• incidence;
  • epidemiology;
  • esophagus;
  • adenocarcinoma;
  • Barrett



The rise in adenocarcinoma (AC) of the esophagus has been reported in several papers. However, the results are only comparable to a limited extent, because they are based on differing periods and different computational methods. The purpose of the current investigation was to collect the available data and to analyze them in a unified manner.


The authors requested data on the incidence of AC of the esophagus for each year since 1960 from 43 tumor registries in North America, Europe, and Australia. The data from 22 centers were used. The trend was calculated by fitting the data to an exponential growth model.

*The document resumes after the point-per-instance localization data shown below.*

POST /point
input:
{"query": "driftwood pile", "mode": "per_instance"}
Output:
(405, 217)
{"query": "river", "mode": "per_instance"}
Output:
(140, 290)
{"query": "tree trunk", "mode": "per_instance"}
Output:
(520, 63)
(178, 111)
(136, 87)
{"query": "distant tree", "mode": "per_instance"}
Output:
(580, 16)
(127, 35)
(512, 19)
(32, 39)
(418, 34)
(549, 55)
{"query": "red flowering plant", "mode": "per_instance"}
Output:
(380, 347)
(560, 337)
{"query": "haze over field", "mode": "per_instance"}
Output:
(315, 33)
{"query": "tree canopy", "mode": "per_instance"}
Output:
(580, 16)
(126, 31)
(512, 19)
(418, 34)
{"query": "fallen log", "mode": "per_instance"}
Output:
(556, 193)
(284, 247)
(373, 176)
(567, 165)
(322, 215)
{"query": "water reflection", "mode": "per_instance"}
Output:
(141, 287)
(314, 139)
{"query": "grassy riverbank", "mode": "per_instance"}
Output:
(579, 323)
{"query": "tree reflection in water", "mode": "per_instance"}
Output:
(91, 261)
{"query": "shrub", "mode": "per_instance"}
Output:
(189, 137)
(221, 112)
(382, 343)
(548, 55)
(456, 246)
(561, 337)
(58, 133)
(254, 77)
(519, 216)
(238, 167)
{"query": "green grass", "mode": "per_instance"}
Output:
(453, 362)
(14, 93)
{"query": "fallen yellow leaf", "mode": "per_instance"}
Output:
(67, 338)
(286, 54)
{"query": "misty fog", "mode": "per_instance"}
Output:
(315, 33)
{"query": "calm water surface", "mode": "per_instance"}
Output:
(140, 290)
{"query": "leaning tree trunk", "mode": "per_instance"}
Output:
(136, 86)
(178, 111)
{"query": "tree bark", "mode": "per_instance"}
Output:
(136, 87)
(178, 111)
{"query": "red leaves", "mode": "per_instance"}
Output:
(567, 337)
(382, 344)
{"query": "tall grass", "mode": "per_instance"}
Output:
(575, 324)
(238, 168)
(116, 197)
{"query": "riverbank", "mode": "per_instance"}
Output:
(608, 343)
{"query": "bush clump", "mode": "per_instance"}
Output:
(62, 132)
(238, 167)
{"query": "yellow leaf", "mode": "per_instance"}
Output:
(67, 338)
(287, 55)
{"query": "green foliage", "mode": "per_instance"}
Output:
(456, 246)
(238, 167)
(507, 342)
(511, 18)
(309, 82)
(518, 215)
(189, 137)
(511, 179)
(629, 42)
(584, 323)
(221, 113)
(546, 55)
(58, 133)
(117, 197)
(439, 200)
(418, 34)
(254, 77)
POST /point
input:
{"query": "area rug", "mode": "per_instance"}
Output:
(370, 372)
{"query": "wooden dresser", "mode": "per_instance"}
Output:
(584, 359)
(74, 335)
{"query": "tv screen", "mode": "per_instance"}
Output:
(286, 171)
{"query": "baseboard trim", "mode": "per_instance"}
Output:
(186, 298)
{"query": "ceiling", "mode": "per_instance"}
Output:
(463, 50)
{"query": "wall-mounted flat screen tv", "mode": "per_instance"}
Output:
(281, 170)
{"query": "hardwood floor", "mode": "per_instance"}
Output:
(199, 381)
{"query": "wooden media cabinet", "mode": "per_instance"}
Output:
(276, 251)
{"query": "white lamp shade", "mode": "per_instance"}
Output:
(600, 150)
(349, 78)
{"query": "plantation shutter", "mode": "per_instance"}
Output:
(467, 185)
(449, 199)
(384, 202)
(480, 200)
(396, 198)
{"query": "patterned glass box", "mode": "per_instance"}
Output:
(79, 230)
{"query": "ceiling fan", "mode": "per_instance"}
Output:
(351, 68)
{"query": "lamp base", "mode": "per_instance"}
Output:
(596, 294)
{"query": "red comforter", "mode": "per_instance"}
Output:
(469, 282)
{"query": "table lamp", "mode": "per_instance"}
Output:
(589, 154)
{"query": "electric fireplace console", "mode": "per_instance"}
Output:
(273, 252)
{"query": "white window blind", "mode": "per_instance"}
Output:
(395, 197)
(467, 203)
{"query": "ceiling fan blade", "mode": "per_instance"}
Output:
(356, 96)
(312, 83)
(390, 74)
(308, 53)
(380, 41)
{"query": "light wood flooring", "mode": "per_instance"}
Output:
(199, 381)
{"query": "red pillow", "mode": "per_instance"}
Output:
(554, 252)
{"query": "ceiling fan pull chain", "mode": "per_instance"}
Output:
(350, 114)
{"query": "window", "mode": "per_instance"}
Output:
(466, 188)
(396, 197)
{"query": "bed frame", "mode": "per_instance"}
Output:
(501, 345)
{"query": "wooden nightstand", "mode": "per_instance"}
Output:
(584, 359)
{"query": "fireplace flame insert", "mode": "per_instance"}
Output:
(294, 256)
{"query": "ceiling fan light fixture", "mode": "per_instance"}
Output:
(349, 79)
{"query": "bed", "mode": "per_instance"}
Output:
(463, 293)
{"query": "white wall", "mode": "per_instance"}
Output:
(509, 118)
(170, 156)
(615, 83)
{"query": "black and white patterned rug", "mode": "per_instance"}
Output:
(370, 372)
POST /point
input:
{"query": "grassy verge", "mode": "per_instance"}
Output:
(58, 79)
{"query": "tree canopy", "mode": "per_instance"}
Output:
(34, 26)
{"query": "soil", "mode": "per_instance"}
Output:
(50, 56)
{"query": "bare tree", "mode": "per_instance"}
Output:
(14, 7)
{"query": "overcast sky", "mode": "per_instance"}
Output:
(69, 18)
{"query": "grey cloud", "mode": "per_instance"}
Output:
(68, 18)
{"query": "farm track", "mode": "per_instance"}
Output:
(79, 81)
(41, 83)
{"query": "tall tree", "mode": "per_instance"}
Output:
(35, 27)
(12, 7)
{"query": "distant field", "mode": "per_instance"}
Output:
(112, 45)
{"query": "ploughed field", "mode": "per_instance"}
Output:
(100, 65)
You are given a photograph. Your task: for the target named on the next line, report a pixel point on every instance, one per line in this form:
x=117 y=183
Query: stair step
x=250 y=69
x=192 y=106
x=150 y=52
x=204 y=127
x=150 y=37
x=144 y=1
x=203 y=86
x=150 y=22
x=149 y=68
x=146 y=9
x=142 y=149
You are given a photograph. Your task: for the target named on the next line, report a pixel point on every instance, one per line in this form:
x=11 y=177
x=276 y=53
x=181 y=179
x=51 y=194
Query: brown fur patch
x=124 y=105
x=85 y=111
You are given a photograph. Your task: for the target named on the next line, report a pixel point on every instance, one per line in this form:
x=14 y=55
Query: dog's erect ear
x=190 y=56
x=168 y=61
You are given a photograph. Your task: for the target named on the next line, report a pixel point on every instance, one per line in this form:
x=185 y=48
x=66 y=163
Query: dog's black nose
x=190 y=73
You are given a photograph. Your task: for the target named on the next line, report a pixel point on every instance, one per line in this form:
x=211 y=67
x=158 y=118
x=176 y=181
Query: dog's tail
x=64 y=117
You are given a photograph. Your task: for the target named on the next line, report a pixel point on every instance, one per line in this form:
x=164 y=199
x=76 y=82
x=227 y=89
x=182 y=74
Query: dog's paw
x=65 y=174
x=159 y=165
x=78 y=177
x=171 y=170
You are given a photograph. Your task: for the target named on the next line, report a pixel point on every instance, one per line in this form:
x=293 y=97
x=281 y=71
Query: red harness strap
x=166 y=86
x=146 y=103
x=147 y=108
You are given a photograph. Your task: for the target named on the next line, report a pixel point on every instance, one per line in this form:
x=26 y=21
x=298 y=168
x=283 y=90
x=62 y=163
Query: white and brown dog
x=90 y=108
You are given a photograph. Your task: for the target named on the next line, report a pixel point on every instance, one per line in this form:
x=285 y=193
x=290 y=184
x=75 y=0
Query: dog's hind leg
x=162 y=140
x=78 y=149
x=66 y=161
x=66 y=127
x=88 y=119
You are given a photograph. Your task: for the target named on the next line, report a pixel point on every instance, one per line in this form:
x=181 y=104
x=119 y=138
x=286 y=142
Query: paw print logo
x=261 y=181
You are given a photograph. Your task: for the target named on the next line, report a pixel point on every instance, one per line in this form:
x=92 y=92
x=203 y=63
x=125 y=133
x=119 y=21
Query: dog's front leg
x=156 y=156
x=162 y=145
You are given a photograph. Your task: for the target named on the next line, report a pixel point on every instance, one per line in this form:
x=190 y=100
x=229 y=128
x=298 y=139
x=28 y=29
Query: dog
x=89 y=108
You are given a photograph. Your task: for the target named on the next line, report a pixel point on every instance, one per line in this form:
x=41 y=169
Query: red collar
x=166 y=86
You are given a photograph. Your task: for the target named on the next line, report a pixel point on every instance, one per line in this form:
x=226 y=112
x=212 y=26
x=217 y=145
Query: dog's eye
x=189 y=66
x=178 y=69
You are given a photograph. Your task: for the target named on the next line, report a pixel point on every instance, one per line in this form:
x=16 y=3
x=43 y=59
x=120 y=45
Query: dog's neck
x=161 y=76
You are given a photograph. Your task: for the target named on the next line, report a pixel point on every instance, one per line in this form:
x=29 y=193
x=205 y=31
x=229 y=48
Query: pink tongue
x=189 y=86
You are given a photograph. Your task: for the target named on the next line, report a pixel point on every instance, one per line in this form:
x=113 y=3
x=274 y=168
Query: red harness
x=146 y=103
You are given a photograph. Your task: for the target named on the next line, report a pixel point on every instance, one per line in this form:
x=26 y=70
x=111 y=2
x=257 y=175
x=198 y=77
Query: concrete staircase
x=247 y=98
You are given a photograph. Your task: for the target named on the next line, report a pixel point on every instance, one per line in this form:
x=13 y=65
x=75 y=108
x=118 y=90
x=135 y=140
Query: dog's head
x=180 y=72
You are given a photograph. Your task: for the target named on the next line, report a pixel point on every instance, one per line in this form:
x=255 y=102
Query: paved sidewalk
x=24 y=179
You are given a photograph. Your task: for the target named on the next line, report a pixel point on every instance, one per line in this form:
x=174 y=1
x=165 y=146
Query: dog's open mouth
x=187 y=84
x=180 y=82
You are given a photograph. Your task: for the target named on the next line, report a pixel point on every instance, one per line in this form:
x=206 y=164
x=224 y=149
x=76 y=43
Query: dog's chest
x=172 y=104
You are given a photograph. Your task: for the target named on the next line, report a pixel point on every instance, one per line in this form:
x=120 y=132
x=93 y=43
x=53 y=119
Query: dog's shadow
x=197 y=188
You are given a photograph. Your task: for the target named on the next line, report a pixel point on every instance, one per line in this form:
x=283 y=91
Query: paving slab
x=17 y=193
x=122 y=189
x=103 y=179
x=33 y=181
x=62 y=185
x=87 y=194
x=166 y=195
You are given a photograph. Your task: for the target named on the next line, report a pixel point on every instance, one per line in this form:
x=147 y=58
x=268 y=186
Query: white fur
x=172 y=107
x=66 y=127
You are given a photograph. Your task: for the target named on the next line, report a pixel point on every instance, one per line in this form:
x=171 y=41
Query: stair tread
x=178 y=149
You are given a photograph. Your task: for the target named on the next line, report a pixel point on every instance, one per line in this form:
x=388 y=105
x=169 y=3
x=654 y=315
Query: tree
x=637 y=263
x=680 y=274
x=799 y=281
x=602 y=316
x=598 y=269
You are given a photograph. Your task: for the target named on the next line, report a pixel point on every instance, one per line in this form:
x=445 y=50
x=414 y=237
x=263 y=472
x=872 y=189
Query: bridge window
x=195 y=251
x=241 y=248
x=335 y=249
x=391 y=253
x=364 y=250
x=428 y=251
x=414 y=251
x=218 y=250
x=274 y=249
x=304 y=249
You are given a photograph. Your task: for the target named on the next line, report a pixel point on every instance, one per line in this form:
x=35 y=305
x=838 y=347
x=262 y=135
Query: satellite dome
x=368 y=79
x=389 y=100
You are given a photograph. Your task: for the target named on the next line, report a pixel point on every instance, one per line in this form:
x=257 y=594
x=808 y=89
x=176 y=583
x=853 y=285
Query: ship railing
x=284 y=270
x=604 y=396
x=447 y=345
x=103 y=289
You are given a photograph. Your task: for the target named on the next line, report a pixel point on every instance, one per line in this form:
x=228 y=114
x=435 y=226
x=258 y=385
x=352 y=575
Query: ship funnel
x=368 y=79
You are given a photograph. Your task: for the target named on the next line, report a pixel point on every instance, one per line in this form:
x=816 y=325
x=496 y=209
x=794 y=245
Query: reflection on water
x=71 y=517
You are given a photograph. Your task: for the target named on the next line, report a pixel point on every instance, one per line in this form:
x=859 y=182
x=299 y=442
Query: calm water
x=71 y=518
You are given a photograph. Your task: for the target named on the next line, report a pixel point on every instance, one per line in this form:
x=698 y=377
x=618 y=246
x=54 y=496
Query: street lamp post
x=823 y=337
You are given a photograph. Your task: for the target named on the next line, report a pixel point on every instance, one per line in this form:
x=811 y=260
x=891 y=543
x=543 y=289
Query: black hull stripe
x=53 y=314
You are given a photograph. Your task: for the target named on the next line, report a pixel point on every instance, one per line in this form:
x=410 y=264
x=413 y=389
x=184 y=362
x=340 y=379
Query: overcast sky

The incidence of AC of the esophagus in white males is rising in most countries. The highest values of the estimated incidence rate in the year 2000 were found in Great Britain (5.0– 8.7 cases per 100,000 population) and in Australia (4.8 cases per 100,000 population) followed by The Netherlands (4.4 cases per 100,000 population), the United States (3.7 cases per 100,000 population), and Denmark (2.8 cases per 100,000 population). Low rates (< 1.0 cases per 100,000 population) were found in Eastern Europe. The largest changes in incidence were reported in the Southern European countries, with an estimate of the average increase over six registries of 30% per year; in Australia, with an average increase of 23.5% per year; and in the United States, with an average increase of 20.6% per year. The rates of increase ranged from 8.7% to 17.5% on average in Northern Europe, Central Europe, and the United Kingdom. In Eastern Europe, at most, there was a minor rise in incidence.


In the Western industrialized nations, the analyzed data show that the incidence of AC of the esophagus has been rising rapidly in the last 20 years. The only exceptions to date are the countries of Eastern Europe. Cancer 2001;92:549–55. © 2001 American Cancer Society.